Though not the most original of ideas, this 1992 biopic of Charles Spencer Chaplin sees Chaplin (Robert Downey Jr) recounting his life to a biographer (Anthony Hopkins) from his last home in Switzerland. It follows his childhood success in Music Hall to his move to America and his ultimate life changing summons from Mack Sennett to star in “movies”. It follows the trials and tribulations of his young success (67/81 films were made before his 30th birthday) and the effects this would have on his personal life (he was married four times and had 11 children) including the close bond he had with his brother Sydney. It also touches on his mothers mental health problems. Then from his reluctant transfer to the “talkies” in his seminal work “The Great Dictator”, the story continues through the forties and fifties with accusations of communism in the witch hunt that was the McCarthy era. It leads to his exile of 20 years from America until he returns briefly for an honorary Academy award in 1972.

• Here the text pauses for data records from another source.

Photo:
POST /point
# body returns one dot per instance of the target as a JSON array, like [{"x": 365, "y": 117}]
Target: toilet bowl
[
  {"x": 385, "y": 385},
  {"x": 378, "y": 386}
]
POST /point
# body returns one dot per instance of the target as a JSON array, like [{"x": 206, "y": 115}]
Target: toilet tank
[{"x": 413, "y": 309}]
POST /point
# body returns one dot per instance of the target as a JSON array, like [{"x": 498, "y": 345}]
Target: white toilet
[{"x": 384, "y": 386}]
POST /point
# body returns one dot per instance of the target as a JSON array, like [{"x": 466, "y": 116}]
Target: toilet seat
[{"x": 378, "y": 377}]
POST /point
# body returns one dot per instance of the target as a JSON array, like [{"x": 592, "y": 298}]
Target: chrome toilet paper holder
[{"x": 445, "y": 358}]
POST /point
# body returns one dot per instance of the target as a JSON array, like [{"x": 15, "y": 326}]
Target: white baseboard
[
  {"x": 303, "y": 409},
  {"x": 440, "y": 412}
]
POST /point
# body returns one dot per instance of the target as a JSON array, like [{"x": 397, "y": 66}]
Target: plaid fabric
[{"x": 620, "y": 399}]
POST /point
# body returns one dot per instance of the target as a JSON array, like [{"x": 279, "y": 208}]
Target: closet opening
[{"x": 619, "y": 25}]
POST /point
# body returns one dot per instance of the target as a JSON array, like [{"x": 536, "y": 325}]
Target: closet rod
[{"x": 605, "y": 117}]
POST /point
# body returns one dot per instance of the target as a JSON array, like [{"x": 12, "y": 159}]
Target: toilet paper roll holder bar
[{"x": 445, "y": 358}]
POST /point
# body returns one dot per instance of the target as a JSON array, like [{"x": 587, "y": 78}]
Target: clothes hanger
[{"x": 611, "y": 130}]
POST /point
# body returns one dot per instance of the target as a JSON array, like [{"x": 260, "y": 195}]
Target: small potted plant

Directed by Richard Attenborough, this film about a boy from humble London working class background making it to what we know today as the bright lights of Hollywood (though in those days they used daylight to film in) couldn’t be in better hands. Great cinematography too from Sven Nykvist and beautiful set decoration almost satisfy that fantasy all film buffs must have of getting in a time machine and returning to the birth of Hollywood – only unlike The Artist, it’s in glorious colour. My favourite shots were the newly built studios, shiny white buildings with houses built for each VIP round a large square of neatly trimmed lawn. Proper California buzz.
The film is often this romantic gush of what we dream Hollywood to be and is even related through some of Attenboroughs own silent comedy. His account of the difficulties encountered by Chaplin in editing The Kid (fearing his estranged wife would claim half the film in divorce proceedings) is displayed with sped up slapstick humour. There are more sober moments in the film however including a scene in a London pub where he is heckled and harassed by members of the public for being a war dodger.
With such a rich life as source material it was never going to be an easy task to whittle it down to 2 hours 20 mins. But credit to David Robinson and Diana Hawkins who did just that and also the screenplay writers William Boyd, Bryan Forbes and the great William Goldman. Despite a dodgy London accent to begin with, you quickly warm to Downey Jr’s excellent performance.